Freitag, 20. April 2007

Marcel Reif

Neues aus der Schreibwerkstatt: Heute war ein Interview mit darauf aufbauendem Portrait an der Reihe. Da ich zufällig vor zwei Tagen eine Art Interview mit Marcel Reif führen konnte, habe ich die Gelegenheit genutzt und Deutschlands besten Fußballkommentator portraitiert:

Marcel Reif

Schon der große Rudi Michel wusste: Mehr als fünfzig Prozent der Zuschauer kriegt man als Fußballkommentator ohnehin nicht auf seine Seite. Schaut man sich in der deutschen Kommentatorenlandschaft von heute einmal um, so fällt einem eigentlich nur ein Vertreter dieser Zunft ein, der auf ähnliche Zustimmungsraten beim kritischen Publikum kommt: Marcel Reif.
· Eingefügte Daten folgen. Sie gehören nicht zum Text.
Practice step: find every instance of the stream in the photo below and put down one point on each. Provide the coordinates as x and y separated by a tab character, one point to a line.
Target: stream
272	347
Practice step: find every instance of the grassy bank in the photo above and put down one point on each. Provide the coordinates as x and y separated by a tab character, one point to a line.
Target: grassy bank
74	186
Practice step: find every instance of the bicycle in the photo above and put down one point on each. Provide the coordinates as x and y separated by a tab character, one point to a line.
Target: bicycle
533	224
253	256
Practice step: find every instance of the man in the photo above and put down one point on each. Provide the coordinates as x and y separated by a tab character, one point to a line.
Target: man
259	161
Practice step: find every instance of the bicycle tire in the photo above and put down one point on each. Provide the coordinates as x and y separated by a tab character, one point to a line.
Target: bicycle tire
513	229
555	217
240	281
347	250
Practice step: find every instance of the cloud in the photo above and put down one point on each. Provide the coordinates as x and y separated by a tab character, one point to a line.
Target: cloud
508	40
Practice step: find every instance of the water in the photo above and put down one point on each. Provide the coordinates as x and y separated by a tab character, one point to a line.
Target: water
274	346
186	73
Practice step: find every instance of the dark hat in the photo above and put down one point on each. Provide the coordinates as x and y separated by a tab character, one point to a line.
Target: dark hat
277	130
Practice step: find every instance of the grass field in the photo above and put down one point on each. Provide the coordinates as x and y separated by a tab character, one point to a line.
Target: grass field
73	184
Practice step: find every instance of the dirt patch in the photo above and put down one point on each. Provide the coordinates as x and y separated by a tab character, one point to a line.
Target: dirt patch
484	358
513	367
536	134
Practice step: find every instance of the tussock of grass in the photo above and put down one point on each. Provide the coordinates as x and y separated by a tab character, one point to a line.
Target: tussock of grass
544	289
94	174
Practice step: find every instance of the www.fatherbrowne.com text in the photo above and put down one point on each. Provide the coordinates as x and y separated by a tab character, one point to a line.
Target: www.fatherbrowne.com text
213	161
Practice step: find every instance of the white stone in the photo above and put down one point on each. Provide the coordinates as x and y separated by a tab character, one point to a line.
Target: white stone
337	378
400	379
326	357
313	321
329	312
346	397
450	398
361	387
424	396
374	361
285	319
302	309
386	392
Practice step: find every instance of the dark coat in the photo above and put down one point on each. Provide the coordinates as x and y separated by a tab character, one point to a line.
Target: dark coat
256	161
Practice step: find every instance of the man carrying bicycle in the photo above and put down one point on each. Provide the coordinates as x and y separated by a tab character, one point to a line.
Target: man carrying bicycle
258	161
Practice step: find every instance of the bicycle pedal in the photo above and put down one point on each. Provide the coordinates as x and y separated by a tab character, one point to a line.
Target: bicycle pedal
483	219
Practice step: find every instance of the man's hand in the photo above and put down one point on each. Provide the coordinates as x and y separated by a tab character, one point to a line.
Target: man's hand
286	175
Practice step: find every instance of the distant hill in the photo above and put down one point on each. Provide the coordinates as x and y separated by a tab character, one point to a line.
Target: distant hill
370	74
Damit hat der Premiere-Chefkommentator unter den ganzen Beckmanns, Kerners und neuerdings sogar Pflaumes des deutschen Sportjournalismus eine Position inne, die ihresgleichen sucht.
Besonders ungewöhnlich ist diese Ausnahmestellung, wenn man sich vor Augen hält, dass der Sohn polnischer Einwanderer erst 1957, im Alter von acht Jahren, nach Deutschland immigrierte und sein Handwerkszeug – die deutsche Sprache – erlernte. Seitdem pflegt Reif jedoch eine besondere Liebe zum Deutschen, die ihn nach seinem Abitur dazu veranlasste, Publizistik, Politikwissenschaften und Amerikanistik zu studieren. Schon damals war das Ziel, später einmal journalistisch zu arbeiten, klar, und so ergriff Reif bereits im Jahre 1972 die Chance, als freier Mitarbeiter in der ZDF-heute Redaktion tätig zu werden, auch wenn dies einen Abbruch des Studiums bedeutete. Diese fundierte journalistische Ausbildung sieht Reif bis heute als Schlüssel für seinen Erfolg und als notwendige Grundlage für jeden angehenden Sportkommentator.
Diverse Stationen in den Politikressorts des ZDF führten in im Jahre 1984 dann endlich in den Bereich, dem er seit frühester Jugend den Großteil seiner Freizeit gewidmet hatte: Dem Sport. Zunächst noch in den Bereichen Fußball und Eishockey eingesetzt, wechselte Reif 1994 zu RTL, wo er sich ausschließlich auf Fußball konzentrieren konnte. Hier begann sein Aufstieg zu einem der beliebtesten deutschsprachigen Kommentatoren. 1996 Bereichsleiter Sport, 1997 Chefkommentator Fußball, 1999 Chefkommentator Premiere. 2003 erhielt seine Arbeit dann höchste offizielle Weihen, als ihm für seine Berichterstattung von der Fußball-Weltmeisterschaft in Japan und Südkorea der Grimme-Preis verliehen wurde.
Die langen Jahre im Fernsehgeschäft haben den Wahlschweizer, der heute mit seiner zweiten Frau Sandra Weder und seinen beiden Söhnen Timothy und Nicolas in Zürich lebt, gelassen gemacht. Denn Reif hat nicht nur die Sonnenseiten der Medienlandschaft kennen gelernt: So verlor sein Arbeitgeber Premiere in der letzten Saison die Fernsehübertragungsrechte für die Bundesliga, was dazu führte, dass seine Analysen von exakt 48 Haushalten empfangen werden konnten. Darauf angesprochen reagiert der 57-jährige abgeklärt: „Mein Gehaltsscheck entschädigt mich am Ende des Monats, und wer als Fußballkommentator sein Goebbels-Syndrom befriedigen und die Massen erreichen will, der soll halt WM-Endspiele kommentieren“. Aus diesen Statements lässt sich jedoch auch ein gewisser Zynismus heraushören, ohne den man die lange Zeit in der teilweise verworrenen Welt der deutschen Fußballübertragungen (O-Ton Reif: „Das ist Absurdistan!“) wohl nicht unbeschadet übersteht.
Die wohl auffälligste Eigenschaft Reifs ist jedoch eine kindliche Begeisterung für die Sache selbst. Wenn alle Fragen über die ökonomischen und journalistischen Fragen seines Berufs diskutiert sind und es endlich einfach nur um Fußball geht, blüht er auf. Dann redet er stundenlang über die europäische Konkurrenzfähigkeit der Bundesliga, die Schwächen des Münchner Scouting-Systems oder die Hilflosigkeit der Dortmunder Borussen im Abstiegskampf. Und dann merkt man auch, was der eigentliche Grund für seinen anhaltenden Erfolg ist: Marcel Reif ist Fußball-Fan, und das aus vollem Herzen.